それに、カッコつけたり気を使ったりすることもなく、気兼ねなくリラックス出来ているとも感じる。たまにはこうやって、遠くまでドライブするのもいいかもなと、オーウェンは思っていた。
「それなんです…ウルちゃん、お泊まり初めてだから大丈夫かな…コウ様とマリカさんがいるから大丈夫だと思うけど…うーん、ダメだ!考えると心配しちゃう!」
ウルキの初めての宿泊をロランは心配していた。いつもと違う環境に驚いたり、怖がったりしないかと、かなり前からずっと心配している。

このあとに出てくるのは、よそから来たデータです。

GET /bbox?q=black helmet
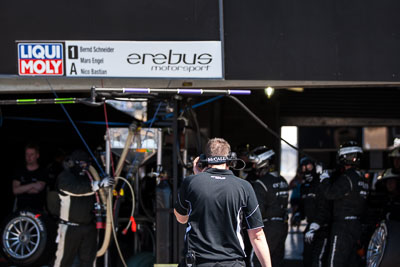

「大丈夫だろ〜?いつもアイツらと一緒なんだし、何も問題ないって。だけどもし、夜中にウルキが泣いて、急に王宮に帰らせるってなったらだよ?俺が車出すからさ。ロランと一緒に行って、ウルキを連れて帰って来ようぜ。その時は、アイツらだけホテルに泊まればいいじゃん」
宿泊する場所は、王族御用達ホテルである。以前から、マリカやコウは二人でよく泊まっている所だ。
今回は、ヘーゼル国の王子二人が宿泊するってことなので、他の客を宿泊させず、ホテルは貸切としている。
準備万端であるが相手は赤ちゃんのウルキだ。初めての宿泊でウルキが泣き出し、どうにもならなくなった場合は、テレパシーの相手であるロランの出番である。
その時は、また車を走らせてホテル迄迎えに行けばいいじゃん、王宮にロランと帰ればウルキは安心するんだろうしと、オーウェンは思っていた。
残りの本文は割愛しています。